Rachel Morgan is the author of the chapbook Honey & Blood, Blood & Honey (Final Thursday Press, 2017), and her work is included in the anthology Fracture: Essays, Poems, and Stories on Fracking in America (Ice Cube Press, 2016). Her work recently appeared or is forthcoming in Crazyhorse, Prairie Schooner, Salt Hill, Bellevue Literary Review, Mid-American Review, Barrow Street, and elsewhere. She is a graduate of the Iowa Writers’ Workshop. She teaches at the University of Northern Iowa and is the poetry editor for the North American Review.
Q: I just finished a writing program, so I’ll start off with a self-interested question. How did you navigate transitioning from being a student at the Iowa Writers’ Workshop into your next life? And do you have any advice for me?

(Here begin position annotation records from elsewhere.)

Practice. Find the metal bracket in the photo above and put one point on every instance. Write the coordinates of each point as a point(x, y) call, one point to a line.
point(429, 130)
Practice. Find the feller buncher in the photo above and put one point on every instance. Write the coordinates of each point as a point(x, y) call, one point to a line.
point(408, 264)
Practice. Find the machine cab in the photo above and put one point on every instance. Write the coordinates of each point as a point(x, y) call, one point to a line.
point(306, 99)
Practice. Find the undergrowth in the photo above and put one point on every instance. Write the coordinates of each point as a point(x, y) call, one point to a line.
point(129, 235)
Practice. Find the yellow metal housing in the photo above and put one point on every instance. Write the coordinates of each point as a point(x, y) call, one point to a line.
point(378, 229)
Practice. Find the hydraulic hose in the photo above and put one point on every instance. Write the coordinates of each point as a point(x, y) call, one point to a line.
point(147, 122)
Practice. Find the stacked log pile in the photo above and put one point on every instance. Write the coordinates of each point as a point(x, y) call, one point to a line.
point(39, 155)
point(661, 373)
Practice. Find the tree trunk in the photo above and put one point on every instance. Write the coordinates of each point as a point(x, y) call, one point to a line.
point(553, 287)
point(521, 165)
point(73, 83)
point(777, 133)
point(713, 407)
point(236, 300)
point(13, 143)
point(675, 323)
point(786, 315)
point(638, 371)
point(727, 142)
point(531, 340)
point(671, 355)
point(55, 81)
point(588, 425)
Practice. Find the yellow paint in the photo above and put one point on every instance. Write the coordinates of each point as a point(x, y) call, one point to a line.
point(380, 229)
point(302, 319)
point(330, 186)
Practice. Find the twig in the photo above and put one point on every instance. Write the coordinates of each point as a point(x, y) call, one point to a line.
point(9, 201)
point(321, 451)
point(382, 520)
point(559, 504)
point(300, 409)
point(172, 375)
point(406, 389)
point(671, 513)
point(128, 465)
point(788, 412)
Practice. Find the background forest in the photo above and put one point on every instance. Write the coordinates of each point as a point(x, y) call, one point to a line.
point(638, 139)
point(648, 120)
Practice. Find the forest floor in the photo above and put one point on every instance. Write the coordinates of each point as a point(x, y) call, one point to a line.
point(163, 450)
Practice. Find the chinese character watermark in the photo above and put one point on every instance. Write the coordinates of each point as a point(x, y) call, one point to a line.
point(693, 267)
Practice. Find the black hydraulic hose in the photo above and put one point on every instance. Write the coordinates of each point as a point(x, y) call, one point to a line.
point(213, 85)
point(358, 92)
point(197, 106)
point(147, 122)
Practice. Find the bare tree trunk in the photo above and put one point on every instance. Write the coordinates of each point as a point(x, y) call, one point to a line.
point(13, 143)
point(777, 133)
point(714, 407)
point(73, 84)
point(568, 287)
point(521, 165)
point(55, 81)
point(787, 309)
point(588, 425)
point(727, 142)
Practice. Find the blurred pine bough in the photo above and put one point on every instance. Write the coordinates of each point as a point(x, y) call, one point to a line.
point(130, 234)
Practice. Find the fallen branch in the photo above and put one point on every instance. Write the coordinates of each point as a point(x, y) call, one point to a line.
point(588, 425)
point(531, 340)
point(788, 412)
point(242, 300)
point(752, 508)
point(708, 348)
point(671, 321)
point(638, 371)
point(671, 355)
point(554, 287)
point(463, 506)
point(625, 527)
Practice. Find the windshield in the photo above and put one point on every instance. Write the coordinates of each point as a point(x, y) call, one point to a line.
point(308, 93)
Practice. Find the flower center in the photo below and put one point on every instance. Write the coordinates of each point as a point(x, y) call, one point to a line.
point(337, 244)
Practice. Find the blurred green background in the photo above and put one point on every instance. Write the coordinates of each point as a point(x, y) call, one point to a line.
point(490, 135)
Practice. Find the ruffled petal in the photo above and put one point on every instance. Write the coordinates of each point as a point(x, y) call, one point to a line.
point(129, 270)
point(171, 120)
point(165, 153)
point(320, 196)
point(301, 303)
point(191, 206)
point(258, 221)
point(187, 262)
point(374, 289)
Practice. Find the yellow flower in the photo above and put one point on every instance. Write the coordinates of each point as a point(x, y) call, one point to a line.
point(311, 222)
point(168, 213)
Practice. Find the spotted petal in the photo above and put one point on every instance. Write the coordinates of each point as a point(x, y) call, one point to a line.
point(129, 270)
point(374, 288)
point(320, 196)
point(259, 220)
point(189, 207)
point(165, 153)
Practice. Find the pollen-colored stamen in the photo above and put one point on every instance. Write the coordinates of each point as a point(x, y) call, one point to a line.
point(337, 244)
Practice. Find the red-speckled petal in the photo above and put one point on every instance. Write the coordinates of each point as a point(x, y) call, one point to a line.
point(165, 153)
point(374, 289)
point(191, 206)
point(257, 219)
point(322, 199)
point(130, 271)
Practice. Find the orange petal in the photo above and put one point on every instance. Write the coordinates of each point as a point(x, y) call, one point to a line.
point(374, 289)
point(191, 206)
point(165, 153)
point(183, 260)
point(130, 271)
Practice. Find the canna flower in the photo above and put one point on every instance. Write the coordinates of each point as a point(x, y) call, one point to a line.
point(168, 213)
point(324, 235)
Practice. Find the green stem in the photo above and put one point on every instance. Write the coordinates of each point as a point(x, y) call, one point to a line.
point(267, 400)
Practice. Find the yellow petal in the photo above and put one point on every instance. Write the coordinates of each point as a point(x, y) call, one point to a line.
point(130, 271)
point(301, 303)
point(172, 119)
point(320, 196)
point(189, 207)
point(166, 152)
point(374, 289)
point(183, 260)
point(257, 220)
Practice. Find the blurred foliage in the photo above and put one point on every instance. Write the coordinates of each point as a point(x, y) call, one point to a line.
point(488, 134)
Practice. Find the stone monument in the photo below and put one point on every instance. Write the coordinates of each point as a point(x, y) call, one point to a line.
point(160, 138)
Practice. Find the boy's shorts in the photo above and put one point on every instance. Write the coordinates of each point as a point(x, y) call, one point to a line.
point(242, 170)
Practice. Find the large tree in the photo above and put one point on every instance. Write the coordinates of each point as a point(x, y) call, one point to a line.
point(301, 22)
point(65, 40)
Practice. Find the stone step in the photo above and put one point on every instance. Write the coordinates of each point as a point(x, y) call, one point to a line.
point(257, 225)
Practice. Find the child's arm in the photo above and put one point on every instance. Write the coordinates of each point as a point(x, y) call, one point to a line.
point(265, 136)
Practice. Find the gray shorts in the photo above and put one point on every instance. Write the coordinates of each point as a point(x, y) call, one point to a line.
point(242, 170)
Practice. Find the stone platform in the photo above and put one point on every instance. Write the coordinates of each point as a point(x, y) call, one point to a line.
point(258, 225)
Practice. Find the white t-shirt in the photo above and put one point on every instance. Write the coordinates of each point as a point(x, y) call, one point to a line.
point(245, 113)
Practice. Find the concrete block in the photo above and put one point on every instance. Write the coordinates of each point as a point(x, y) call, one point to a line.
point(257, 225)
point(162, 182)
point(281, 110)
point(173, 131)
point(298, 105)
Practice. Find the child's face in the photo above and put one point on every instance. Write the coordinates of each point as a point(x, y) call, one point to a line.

How did I navigate the transition? Not well—cautiously and slowly. I don’t recommend it. I had a complex, at best, relationship with my MFA experience, and I think many writers experience something similar. Transitioning from MFA to WORLD is hard. The employment opportunities are often contingent or in the nonprofit sector, so the financial struggles are real. Additionally, finding and guarding writing time is complicated. Staying connected to writer friends in the same struggle helped; we could process the difficulties together and read each other’s new work. Meet, even virtually, with a group of writers for workshop on a regular basis. Also read, write, submit, and repeat. No matter how many “no’s” you hear, keep submitting. The right poem will eventually find the right editor and publication.